We have come to a point in western culture that children are our most cherished possessions. We call them special, don't let them play the games we played when we grew up because they might have their little feelings hurt. We grow these cherished and special little ones into workers so spoiled that they cannot make it in the workplace. We will do anything to "protect" them from danger - real danger of course, but imagined danger as well. We are so mortified by what might happen "if", that we take no risks whatsoever.

Because of this, threats to children are often overblown because the media understands that it is fear of losing these cherished possessions - selfish fear for the most part - that drives us to the point of virtually imprisoning them in over-scheduled lives. And so we have Megan's law and Amber alerts and numerous other legislative palliatives that are designed to encapsulate children so their parents feel better. Extending the registry to 14 year olds is part of this trend.

The irony is that the actions we take to protect our own "special" children bring the cost of ruining the lives of other young people.

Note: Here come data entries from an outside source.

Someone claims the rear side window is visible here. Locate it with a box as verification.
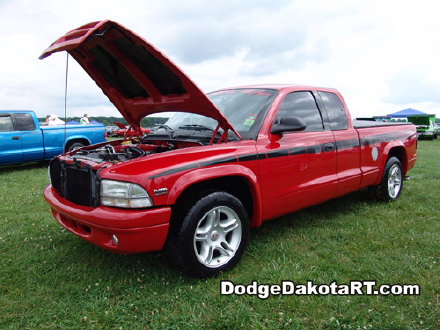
[277,92,324,131]
[319,92,348,131]
[0,116,14,132]
[13,113,35,131]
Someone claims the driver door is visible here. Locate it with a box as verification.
[257,91,338,220]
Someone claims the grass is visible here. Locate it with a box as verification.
[0,141,440,329]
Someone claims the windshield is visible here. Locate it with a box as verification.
[144,88,278,139]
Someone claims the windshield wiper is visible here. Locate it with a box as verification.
[156,124,174,132]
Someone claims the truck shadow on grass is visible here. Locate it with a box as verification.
[0,160,50,174]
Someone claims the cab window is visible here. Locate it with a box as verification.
[0,116,14,132]
[319,92,348,131]
[13,113,35,131]
[276,92,324,131]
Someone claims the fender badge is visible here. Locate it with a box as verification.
[371,147,379,161]
[153,188,168,196]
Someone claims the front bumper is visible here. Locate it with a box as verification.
[44,185,171,254]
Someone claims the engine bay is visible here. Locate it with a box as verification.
[71,140,201,163]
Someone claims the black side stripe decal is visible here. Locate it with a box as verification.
[149,132,410,180]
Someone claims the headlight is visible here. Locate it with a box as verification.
[100,180,153,208]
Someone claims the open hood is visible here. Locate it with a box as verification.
[40,20,240,136]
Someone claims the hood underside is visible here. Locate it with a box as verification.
[40,20,240,136]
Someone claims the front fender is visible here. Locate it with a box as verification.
[64,135,92,150]
[167,164,262,227]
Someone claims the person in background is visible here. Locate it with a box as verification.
[79,113,90,125]
[48,115,64,126]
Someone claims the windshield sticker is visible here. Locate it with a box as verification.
[243,114,257,127]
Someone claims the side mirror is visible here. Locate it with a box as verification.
[270,117,306,134]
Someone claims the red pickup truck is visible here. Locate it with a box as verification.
[41,21,417,277]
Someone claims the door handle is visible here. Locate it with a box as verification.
[322,143,336,152]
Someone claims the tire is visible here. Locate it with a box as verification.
[369,157,403,202]
[166,191,249,278]
[66,142,85,152]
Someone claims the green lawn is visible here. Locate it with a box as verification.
[0,140,440,329]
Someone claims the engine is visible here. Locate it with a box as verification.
[71,141,200,163]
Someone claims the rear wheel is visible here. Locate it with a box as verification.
[369,157,403,201]
[167,192,249,277]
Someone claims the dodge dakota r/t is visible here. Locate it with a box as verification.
[41,21,417,277]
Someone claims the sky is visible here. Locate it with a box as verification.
[0,0,440,118]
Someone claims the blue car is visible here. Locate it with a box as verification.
[0,110,105,165]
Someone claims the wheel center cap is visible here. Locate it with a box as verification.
[211,230,219,241]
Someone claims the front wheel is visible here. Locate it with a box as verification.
[369,157,403,202]
[167,192,249,277]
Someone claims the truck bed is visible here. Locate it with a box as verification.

Nothing in what I am saying is intended to inhibit the reasonable execution of the laws of the land. The key word here is reasonable. It does not seem to me to be reasonable to throw young lives away in pursuit of goals better attained in other ways (please feel free to expand this argument to the "war on drugs", or the "war on terror" or hell, just war itself.)  And the simple fact is that we do not know whether treatment works or why (note: that cite is from 2008, this one said the same thing in 1997.) While it may seem to some to reasonable to label adults as incorrigible, I can see no rationale for the application of that word to brains that are not finished developing.

I beg you please to go to this site and join the effort to get our laws to make sense. And while you're at it, let your kid climb that tree.